The prevalence of inguinal hernias in Ghanaian men is 10.8% with a repair rate estimated at just 30 per 100, 000 of the population per year [1,2]. In contrast, the repair rate in the United States of America is 275 per 100, 000 of the population per year [4]. Access to inguinal hernia surgery in Ghana is limited in part by lack of trained surgeons and anaesthetists, the cost of surgery and anaesthesia, and the lack of patient education on the disease. We present a case of entero-scrotal fistula in a young Ghanaian male following incision of an obstructed right inguinoscrotal hernia as treatment by a traditional health care practitioner who was his brother. He had no electrolyte abnormalities and underwent a laparotomy with a limited right hemicolectomy and nylon darn repair of his hernia with an uneventful recovery. The fact that the traditional health care practitioner is brother to the patient may have played a role in his decision to seek initial care from him. Entero-scrotal fistulas commonly occur spontaneously in neglected Richter’s hernias. The obstruction to less than two thirds of the circumference of the bowel wall in some cases allows for continuous passage of luminal contents. Therefore, symptoms of intestinal obstruction do not occur and diagnosis is difficult or delayed. The prolonged obstruction to the blood supply of part of the bowel wall predisposes it to gangrene, necrosis and fistulation. These fistulae usually occur in the paediatric age group and are rare in adults [5-7]. Indeed, a previous report from Ghana was in an adult male who lost two months of farm work [5].

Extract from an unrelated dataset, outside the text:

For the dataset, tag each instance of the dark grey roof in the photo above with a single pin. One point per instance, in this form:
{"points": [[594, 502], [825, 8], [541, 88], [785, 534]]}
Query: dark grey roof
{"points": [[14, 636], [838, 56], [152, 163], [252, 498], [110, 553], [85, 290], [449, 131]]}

Reports of entero-scrotal fistulae following incision by a traditional health care practitioner are rare. Nwabunike (1984) reported three cases of entero-scrotal fistulae following incision by traditional health care providers who mistook the obstructed hernias for abscesses [4]. The incision in the obstructed hernia in this index case went deep through the trapped caecum, and led to the discharge of its luminal content. This allowed the proximal bowel to empty continuously over the next month but without continuity with the distal segment. The integrity of the intra-abdominal small bowel was not disturbed, and this enabled adequate absorption of food nutrients and may partly explain his relatively good nutritional status at presentation. In the absence of scrotal necrosis, the bowel healed to the scrotal skin edges resulting in maturation of the fistula.


Conclusion

This unique case report of a complication and associated morbidity of treatment of inguinal hernia by a traditional health care practitioner in Ghana is preventable. It is further evidence for concerted effort to increase the elective inguinal hernia repair rate in Ghana.